Anyone who walks around Glasgow can’t fail to be impressed with its architecture.
Despite being someone who has lived in the west of Scotland for the vast majority of his life, there are times when I forget to look around me and appreciate the beautiful buildings which are there.
Some of the most impressive of these are the churches, many of which are no longer used as places of worship and have found new uses in the 21st century.
In this book author Gordon Adams surveys the historic churches of Glasgow, outlining their story through the ages and picking out interesting features of each, all accompanied by photographs, with some archival illustrations too.
The churches range from the elegant 19th-century St Vincent Street Church, to the intimate Govan Old Parish Church with its unsurpassed collection of mediaeval monument stones, the unique Queen’s Cross, the only church built by Charles Rennie MacIntosh, and many more gems.
The most fascinating discovery for me was the history of the Alexander ‘Greek’ Thomson church in the Gorbals, a building I have known all my life but never knew the history of, and stands alone on a traffic island as the city has changed around it.

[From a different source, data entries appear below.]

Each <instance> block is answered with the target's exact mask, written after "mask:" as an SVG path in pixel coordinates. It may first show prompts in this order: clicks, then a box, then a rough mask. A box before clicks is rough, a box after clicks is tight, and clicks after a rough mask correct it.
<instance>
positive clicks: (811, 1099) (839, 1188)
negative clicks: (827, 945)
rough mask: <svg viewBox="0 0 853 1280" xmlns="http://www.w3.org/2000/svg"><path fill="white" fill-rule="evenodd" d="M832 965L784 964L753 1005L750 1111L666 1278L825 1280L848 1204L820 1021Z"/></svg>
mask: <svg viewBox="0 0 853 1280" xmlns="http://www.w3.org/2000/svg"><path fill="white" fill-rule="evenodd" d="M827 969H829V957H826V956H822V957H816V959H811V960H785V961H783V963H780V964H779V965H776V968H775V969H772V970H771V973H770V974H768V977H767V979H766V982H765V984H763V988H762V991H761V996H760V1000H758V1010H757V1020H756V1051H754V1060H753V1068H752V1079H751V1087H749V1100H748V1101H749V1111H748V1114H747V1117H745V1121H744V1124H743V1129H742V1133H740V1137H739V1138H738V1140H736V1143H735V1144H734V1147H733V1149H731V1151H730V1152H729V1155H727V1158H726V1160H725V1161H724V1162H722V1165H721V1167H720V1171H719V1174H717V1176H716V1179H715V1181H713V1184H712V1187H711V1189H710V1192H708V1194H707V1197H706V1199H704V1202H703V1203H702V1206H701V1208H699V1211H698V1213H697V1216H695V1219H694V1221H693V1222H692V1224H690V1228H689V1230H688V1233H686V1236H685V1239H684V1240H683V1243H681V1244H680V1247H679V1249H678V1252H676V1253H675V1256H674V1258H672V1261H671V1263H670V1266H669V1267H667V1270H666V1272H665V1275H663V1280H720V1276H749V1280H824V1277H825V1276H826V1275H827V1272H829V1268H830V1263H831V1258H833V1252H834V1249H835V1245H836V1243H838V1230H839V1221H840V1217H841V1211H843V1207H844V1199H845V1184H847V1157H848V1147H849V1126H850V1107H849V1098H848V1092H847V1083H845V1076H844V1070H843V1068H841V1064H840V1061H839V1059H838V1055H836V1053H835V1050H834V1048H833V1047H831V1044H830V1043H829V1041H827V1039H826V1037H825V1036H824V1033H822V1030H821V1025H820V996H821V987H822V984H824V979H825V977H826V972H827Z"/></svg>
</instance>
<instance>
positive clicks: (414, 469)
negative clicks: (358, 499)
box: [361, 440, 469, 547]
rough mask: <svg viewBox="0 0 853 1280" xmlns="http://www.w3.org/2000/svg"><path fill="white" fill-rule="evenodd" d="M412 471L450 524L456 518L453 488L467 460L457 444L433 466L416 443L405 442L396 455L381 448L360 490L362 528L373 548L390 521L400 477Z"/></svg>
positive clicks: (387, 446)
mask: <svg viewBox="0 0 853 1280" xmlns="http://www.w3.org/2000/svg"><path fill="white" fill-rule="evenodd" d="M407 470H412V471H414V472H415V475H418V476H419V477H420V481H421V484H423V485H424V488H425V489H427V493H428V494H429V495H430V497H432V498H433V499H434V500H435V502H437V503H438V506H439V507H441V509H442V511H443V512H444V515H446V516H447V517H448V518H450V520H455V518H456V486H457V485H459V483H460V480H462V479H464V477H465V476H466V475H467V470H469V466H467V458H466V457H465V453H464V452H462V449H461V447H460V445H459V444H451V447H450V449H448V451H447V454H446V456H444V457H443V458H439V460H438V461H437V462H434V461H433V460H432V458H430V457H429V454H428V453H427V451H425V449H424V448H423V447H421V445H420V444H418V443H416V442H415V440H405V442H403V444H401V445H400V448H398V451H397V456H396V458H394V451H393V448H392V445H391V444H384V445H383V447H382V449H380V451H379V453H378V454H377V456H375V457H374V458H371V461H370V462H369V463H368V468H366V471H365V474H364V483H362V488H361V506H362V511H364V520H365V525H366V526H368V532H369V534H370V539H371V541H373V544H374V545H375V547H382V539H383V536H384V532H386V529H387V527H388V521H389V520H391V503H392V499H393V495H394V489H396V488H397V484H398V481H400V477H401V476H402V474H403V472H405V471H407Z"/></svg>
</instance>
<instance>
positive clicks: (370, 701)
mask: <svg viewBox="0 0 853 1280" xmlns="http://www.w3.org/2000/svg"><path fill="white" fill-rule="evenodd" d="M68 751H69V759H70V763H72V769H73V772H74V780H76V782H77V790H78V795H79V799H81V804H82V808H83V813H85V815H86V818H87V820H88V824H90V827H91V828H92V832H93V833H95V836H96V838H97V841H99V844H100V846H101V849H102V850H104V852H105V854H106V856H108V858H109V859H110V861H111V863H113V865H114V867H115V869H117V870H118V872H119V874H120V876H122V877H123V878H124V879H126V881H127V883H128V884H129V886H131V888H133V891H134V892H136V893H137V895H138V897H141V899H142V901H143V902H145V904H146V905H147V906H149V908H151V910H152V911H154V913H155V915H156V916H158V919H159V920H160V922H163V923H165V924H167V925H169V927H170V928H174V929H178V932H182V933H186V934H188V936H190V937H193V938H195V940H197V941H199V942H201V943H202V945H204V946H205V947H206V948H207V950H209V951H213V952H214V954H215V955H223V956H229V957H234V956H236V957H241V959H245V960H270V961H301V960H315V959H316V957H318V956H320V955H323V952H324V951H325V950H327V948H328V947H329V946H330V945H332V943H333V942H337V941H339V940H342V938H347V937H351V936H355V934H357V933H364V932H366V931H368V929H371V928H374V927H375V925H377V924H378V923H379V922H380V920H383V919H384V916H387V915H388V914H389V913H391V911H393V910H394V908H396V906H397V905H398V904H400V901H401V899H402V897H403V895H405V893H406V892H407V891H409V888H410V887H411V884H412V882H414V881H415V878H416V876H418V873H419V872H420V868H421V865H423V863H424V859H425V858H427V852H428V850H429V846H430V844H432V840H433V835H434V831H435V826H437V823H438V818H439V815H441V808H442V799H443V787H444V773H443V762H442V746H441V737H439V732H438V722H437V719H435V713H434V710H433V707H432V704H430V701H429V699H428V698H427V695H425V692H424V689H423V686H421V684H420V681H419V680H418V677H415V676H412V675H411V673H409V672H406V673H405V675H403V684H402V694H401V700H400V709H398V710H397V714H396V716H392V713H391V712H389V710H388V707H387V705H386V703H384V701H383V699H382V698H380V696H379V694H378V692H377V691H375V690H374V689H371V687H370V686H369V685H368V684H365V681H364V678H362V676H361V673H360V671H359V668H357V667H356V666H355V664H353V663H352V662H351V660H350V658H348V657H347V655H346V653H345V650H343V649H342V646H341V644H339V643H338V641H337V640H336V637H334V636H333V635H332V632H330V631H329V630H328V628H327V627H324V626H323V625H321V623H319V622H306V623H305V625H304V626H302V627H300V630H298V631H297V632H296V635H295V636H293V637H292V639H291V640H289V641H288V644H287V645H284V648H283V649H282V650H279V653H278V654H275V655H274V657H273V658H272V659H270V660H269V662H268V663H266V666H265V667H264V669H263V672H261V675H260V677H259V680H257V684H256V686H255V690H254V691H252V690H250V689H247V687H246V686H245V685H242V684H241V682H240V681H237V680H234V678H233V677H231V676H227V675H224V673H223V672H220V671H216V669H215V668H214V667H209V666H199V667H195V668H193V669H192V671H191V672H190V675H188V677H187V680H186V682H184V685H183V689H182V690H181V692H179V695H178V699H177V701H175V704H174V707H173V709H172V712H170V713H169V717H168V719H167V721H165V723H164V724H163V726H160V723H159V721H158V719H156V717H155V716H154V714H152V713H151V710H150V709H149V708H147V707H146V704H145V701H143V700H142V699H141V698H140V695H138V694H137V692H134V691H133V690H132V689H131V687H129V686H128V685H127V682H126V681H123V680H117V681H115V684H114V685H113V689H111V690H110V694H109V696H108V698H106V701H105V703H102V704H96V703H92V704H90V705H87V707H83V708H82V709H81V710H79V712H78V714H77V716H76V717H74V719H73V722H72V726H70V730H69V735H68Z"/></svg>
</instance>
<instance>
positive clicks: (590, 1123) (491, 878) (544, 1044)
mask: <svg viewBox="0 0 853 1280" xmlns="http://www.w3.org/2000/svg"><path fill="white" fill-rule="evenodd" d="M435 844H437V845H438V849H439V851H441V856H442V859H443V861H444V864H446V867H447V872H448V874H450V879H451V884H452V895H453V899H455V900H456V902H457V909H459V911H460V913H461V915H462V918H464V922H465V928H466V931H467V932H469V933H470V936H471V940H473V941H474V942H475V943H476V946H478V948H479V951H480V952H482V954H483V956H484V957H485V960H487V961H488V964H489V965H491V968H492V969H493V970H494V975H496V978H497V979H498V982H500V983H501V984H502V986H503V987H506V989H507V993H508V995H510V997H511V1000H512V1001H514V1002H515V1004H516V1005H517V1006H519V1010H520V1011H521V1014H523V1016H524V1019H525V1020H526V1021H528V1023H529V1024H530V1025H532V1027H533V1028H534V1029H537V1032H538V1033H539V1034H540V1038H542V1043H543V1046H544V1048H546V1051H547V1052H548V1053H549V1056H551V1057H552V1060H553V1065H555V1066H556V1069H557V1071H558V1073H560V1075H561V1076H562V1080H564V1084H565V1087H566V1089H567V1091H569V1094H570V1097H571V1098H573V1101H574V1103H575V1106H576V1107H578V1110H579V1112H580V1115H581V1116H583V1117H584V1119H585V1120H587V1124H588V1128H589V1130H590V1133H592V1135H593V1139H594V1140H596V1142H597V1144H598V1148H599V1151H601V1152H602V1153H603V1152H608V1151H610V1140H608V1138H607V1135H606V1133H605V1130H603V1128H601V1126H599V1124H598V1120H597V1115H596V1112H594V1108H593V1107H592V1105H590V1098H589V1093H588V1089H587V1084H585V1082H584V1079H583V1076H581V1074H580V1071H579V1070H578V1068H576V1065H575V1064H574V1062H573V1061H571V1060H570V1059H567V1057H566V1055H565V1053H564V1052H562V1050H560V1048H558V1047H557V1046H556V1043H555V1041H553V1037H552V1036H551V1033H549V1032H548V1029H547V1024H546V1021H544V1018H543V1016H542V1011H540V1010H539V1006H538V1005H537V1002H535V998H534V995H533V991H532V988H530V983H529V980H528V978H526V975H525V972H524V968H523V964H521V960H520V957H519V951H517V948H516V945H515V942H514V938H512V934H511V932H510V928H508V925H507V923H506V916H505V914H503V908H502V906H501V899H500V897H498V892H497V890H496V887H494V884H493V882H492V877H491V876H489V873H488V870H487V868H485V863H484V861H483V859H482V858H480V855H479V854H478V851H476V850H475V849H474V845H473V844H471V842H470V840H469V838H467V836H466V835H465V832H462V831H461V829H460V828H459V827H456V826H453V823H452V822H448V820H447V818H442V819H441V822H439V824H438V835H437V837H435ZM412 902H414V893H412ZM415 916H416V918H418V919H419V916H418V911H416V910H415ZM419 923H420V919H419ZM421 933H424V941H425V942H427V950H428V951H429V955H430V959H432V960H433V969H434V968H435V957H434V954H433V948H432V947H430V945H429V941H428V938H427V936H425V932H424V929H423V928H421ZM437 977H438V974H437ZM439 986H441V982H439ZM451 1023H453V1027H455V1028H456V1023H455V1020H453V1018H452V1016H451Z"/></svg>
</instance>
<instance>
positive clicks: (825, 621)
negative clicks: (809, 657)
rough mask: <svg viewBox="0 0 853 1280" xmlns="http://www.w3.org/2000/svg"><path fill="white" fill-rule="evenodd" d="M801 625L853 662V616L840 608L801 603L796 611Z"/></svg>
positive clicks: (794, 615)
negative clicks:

Adams’ eye for detail is immaculate, and includes a church, now Burnside Blairbeth Church, in Rutherglen, which lies outside of Glasgow, but was originally known as St Gilbert’s and located elsewhere in the city, before being moved brick by brick to the Royal Burgh.
This fascinating picture of an important part of the history of Glasgow over the centuries will be of interest to all those who live in or are visiting the city.
Churches of Glasgow, by Gordon Adams, published by Amberley, £15.99.